On May 29, 2024, a number of amendments were made to the Turkish Commercial Code (“TCC”) by the “Law Amending the Turkish Commercial Code and Certain Laws” numbered 7511 (“Amending Law”). Main features of the Amending Law are as follows:
- Minimum Share Capital Requirement
The minimum requirements for share capital were increased on November 25, 2023, (i) from 50,000 TL to 250,000 TL for joint-stock companies, (ii) from 100,000 TL to 500,000 TL for non-public joint-stock companies that have adopted the registered capital system, and (iii) from 10,000 TL to 50,000 TL for limited liability companies. As per the new Provisional Article 15, both the joint-stock companies and the limited liability companies established before such rule and whose share capital is below the minimum required amounts are now under an obligation to increase their share capital to the amounts provided above by December 31, 2026. Any failure to increase their share capital to the required amounts by the specified deadlines shall result in dissolution of the breaching companies, except for companies in the registered capital system, which shall only exit the registered capital system rather than being dissolved.
To facilitate the process, for the general assembly meetings relating to share capital increases, there is no meeting quorum requirement and the voting quorum shall be the majority of those present in the relevant general assembly meeting (as opposed to the previous voting quorum of “¼ of shareholding” and meeting quorum of “majority of the attendees”), and the privileges set forth in the articles of association cannot be used in these resolutions.

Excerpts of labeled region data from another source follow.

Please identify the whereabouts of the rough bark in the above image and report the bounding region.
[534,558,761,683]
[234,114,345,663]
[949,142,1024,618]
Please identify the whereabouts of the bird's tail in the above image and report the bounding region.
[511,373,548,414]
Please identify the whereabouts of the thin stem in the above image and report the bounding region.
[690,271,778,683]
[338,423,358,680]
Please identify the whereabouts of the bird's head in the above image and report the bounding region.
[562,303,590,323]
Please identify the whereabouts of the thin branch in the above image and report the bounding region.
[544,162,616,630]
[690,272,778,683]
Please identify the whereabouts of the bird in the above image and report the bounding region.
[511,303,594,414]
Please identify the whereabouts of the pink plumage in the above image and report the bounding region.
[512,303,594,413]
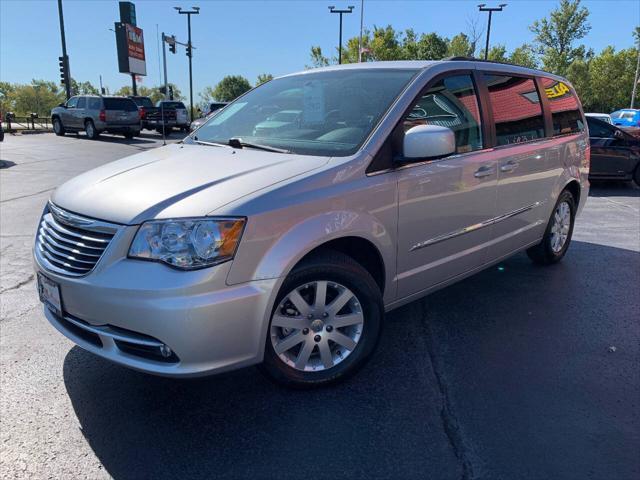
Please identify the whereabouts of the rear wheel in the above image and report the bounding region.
[84,120,100,140]
[52,117,65,137]
[262,252,384,387]
[527,190,576,265]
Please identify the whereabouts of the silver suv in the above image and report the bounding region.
[34,61,589,385]
[51,95,141,140]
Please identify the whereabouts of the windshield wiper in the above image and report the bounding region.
[193,137,229,148]
[229,138,291,153]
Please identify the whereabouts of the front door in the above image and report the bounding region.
[397,73,497,298]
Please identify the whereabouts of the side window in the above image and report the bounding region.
[587,117,615,138]
[87,97,102,110]
[484,74,544,145]
[402,74,482,153]
[542,77,584,136]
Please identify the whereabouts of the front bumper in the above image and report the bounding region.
[34,227,278,376]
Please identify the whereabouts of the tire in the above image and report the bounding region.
[84,120,100,140]
[51,117,66,137]
[261,250,384,388]
[527,190,576,265]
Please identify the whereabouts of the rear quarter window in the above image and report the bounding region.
[104,98,138,112]
[484,74,545,145]
[542,77,584,137]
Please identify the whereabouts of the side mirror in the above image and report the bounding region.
[402,125,456,160]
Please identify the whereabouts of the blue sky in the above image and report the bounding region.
[0,0,640,99]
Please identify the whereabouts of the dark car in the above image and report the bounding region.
[587,117,640,185]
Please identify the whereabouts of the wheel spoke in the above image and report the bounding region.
[314,280,327,312]
[329,330,356,351]
[318,342,333,368]
[295,340,315,370]
[327,290,353,316]
[327,312,364,328]
[271,314,308,329]
[273,332,305,355]
[289,290,311,316]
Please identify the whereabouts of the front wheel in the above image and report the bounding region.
[262,252,384,387]
[527,190,576,265]
[84,120,100,140]
[53,117,65,137]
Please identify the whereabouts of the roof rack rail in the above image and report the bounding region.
[442,56,539,70]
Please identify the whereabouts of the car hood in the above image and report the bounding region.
[51,144,329,224]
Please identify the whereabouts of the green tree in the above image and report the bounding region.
[256,73,273,87]
[509,43,539,68]
[208,75,251,102]
[447,33,475,57]
[530,0,591,75]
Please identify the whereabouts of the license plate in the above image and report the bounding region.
[38,273,62,315]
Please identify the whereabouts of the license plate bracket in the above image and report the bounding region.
[38,273,62,316]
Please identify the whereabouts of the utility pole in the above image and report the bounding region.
[358,0,364,63]
[629,34,640,108]
[58,0,71,100]
[478,3,507,60]
[173,7,200,121]
[329,6,353,64]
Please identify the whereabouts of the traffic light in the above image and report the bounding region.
[58,56,69,85]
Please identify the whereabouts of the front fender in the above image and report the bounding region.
[227,210,395,300]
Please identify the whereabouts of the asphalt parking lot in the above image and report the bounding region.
[0,134,640,480]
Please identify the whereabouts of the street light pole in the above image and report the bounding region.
[173,7,200,120]
[478,3,507,60]
[58,0,71,100]
[329,6,353,64]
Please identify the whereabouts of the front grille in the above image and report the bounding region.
[36,204,117,277]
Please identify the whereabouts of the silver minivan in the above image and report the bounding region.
[34,60,589,386]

The authority to extend the “December 31, 2026” deadline is granted to T.R. Ministry of Commerce, for a maximum of two times for additional periods of one year.
- Allocation of Duties of the Board Members
Article 366 of the TCC set forth that the board of directors of joint stock companies were required to allocate the duties amongst themselves for periods of one year, which created difficulties when such board members were appointed for longer terms. This rule has been abolished by the Amending Law, and the current version does not set forth a maximum term for allocation. As the maximum term of office for the board of directors is three years pursuant to Article 362 of the TCC, the board of directors will de facto allocate the duties in the board of directors, for a maximum term of three years. It should also be noted that there is no obstacle for companies to distribute duties every year.

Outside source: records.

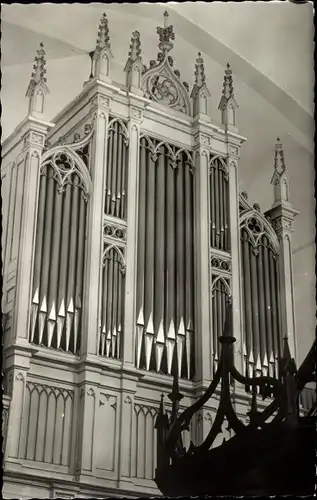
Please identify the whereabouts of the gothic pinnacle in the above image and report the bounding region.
[129,31,141,61]
[195,52,206,87]
[26,42,48,97]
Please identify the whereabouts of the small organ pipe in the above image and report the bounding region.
[249,245,260,361]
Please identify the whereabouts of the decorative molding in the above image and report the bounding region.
[23,130,45,149]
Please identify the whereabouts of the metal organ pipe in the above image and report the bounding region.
[136,138,193,377]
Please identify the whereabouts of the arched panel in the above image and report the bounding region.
[99,242,125,359]
[209,156,230,251]
[135,136,194,378]
[29,146,91,354]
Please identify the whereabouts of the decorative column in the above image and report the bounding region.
[265,138,299,360]
[92,14,113,83]
[12,43,54,344]
[81,21,112,355]
[118,94,144,488]
[218,63,245,373]
[191,53,212,390]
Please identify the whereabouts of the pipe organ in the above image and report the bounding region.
[2,8,295,498]
[136,136,194,378]
[240,197,282,376]
[29,133,91,354]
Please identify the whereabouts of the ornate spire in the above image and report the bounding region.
[195,52,206,88]
[96,13,110,51]
[92,14,112,82]
[218,63,239,127]
[124,31,144,94]
[26,42,49,114]
[271,137,289,204]
[190,52,210,116]
[156,11,175,54]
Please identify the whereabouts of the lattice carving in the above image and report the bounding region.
[141,12,191,114]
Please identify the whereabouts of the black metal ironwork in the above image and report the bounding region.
[155,301,316,496]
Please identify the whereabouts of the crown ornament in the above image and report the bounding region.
[26,42,49,115]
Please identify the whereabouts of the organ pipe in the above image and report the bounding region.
[136,138,193,377]
[257,245,267,364]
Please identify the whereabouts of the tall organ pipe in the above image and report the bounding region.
[218,169,224,250]
[47,186,63,347]
[39,173,56,344]
[144,147,155,333]
[249,245,260,363]
[57,184,72,348]
[263,241,272,360]
[165,150,175,340]
[222,176,229,250]
[137,139,147,324]
[105,129,114,215]
[120,135,126,219]
[30,175,46,342]
[258,244,268,364]
[115,129,123,217]
[110,122,118,216]
[242,229,253,356]
[214,163,220,248]
[155,150,166,340]
[175,162,185,332]
[209,165,216,247]
[66,174,80,352]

- Non-delegable Duties of the Board of Directors
Article 375 of the TCC included that “the appointment and dismissal of managers/directors and persons with similar functions and their signature authorities” was one of the non-delegable powers of the board of directors. However, this paragraph has been amended to indicate that “appointing branch managers and granting them signature authorities” is no longer a non-delegable authority.

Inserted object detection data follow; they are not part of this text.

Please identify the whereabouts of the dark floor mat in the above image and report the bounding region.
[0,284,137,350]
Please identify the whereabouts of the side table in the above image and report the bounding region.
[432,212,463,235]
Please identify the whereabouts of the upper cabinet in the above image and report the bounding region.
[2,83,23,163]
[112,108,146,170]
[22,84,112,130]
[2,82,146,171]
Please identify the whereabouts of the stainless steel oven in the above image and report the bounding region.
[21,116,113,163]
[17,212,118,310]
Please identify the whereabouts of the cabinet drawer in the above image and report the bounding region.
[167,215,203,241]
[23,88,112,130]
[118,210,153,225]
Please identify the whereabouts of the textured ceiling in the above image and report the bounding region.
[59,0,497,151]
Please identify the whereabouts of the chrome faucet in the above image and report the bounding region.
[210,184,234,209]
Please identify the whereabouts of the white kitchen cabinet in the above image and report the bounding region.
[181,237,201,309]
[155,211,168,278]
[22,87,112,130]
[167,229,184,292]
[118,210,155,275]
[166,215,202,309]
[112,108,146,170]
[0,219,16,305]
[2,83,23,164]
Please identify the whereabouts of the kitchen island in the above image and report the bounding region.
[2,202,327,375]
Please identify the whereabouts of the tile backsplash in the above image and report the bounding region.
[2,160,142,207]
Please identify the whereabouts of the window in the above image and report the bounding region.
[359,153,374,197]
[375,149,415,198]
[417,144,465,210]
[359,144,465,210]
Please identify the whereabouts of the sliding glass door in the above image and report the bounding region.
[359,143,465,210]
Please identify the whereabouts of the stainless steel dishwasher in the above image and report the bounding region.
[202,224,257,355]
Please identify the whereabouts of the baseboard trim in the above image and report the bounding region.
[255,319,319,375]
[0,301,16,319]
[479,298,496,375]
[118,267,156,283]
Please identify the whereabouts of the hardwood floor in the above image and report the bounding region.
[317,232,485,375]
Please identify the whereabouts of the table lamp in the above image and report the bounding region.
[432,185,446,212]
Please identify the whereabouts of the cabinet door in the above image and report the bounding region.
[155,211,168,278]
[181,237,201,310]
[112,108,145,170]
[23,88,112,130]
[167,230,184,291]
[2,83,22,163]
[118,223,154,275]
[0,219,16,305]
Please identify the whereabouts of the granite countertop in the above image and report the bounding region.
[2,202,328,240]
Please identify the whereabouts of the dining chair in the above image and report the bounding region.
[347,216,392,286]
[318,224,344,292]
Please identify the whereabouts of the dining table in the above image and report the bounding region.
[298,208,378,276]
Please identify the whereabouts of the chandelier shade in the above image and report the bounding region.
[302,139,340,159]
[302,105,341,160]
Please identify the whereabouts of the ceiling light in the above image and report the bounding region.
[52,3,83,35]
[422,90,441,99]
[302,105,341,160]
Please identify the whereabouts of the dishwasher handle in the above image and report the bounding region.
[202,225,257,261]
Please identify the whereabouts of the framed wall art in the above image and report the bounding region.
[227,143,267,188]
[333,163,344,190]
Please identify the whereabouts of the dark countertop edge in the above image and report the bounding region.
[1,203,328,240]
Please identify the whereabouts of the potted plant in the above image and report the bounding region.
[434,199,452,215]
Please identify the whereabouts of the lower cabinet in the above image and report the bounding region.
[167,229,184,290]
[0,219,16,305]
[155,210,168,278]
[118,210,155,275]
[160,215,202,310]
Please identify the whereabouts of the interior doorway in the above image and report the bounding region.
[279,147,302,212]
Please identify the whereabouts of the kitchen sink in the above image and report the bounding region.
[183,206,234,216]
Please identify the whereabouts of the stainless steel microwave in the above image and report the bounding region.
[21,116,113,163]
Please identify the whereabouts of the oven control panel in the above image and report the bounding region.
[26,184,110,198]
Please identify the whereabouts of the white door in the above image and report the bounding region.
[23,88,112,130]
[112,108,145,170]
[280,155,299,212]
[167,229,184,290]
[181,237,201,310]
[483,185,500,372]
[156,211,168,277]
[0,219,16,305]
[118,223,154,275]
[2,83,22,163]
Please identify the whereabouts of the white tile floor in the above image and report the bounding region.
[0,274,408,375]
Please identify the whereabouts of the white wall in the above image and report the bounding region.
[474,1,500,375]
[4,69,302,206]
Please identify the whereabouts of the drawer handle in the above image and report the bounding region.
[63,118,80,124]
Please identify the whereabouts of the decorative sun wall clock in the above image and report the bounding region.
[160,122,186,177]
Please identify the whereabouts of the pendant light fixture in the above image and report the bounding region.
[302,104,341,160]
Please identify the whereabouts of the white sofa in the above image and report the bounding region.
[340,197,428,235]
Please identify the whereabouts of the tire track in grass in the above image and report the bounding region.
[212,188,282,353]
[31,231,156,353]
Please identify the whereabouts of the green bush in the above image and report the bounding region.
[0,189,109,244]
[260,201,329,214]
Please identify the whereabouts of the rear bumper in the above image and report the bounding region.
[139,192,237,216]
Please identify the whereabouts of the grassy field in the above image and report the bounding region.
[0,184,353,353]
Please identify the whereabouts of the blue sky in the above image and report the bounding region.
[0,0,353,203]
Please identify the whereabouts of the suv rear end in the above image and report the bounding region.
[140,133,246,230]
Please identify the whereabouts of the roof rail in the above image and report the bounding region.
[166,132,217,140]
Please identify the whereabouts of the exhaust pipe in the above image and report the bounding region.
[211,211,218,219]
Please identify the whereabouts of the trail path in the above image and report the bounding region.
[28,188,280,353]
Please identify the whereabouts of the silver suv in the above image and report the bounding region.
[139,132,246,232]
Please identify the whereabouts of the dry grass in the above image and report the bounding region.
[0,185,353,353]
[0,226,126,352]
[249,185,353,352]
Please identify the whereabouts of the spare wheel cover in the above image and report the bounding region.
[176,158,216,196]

- Call for Convening the Board of Directors Meeting
Article 392 of the TCC only allowed the chairman of the board of directors to convene a board of directors meeting. This created difficulties in convening meetings in the past, and now with the amendments, any member of the board of directors shall be entitled make a written request to the chairman of the board of directors, following such request, the chairman has the discretion to call a meeting if deemed appropriate. However, if the request is made by the majority of the board members, the chairman is required to call a meeting within 30 days following receipt of such request. In case of any failure to call such meeting, the majority of the board of directors shall be entitled to call the meeting themselves. The amendment also allows joint stock companies to regulate different procedures in their articles of association.